Punishment and Denial are interesting things. Mrs A loves to deny me by denying herself orgasms delivered by me. She sometimes pleases herself in front of me. That is my biggest frustration and makes me struggle emotionally.
She knows that I love to please her. She rarely asks me to do chores. I would say maybe one a week. Typically it is a simple one. I do them willingly and she knows I find great reward in that. I have taken on most of the cooking recently. The kitchen has become my domain not hers as it use to be. She likes that this has happened. She likes to call when I am work and ask what I like to cook her that evening.
She has whipped me at times. But it is more for her enjoyment than punishment. It is interesting how she chooses her path of ownership and leadership. I love her leading. I love worshiping her. But it is clearly different that the stereotypical things you read in blogs.

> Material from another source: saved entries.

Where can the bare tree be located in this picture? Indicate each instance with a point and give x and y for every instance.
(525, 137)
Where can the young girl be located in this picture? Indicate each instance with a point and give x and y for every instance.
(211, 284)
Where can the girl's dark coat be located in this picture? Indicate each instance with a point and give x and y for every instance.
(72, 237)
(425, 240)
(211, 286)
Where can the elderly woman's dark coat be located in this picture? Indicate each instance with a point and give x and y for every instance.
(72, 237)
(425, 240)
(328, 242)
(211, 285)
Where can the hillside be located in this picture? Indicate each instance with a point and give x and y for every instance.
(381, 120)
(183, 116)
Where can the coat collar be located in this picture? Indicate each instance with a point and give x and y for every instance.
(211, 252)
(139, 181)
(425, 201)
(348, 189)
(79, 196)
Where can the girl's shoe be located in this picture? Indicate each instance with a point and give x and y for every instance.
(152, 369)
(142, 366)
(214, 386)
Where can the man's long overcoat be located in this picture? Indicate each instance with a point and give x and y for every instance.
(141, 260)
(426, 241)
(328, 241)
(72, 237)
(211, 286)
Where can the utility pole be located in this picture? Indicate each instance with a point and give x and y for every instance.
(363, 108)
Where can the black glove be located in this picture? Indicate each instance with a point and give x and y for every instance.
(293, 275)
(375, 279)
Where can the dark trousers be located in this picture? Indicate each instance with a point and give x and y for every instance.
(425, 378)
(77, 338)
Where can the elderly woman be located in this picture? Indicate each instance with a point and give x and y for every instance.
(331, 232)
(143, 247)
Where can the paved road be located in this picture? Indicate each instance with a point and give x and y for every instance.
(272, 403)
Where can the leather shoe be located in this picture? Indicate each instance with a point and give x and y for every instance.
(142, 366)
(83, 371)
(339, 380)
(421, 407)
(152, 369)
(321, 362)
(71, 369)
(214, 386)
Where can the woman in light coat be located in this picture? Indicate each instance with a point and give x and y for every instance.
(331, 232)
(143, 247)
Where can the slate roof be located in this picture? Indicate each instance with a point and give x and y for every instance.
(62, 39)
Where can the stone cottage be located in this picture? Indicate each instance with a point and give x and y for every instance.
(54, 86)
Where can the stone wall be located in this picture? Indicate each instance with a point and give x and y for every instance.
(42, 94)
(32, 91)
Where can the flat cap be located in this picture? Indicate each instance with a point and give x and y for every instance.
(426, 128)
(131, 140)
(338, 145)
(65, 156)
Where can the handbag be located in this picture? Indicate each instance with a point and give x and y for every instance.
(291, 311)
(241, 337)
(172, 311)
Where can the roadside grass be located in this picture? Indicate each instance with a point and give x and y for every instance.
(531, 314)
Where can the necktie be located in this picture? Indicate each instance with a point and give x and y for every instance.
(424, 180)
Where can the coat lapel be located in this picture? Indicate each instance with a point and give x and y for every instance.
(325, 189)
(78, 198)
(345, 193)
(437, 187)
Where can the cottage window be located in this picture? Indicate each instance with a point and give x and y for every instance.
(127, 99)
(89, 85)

That brings me to another interesting thought. I find myself drawn to empowered women. The ones who have learned their feminine strength and use it wisely. The ones that are not hiding weakness or insecurities behind fake strength do not draw my submissive but pulls on my dominate side. I love the ones who love themselves and know the strength they have inside. Mrs A is that. I know I am someone who can only submit to Mrs A. But I wonder? Am I naturally submissive to women. Would I also submit to another strong woman like Mrs A? I wonder if I would submit to a strong confident alpha male?
The idea of a strong man in our relationship intrigues me, specially a Bi sexual one. Things to think on... hmmmm I hope all is well with everyone.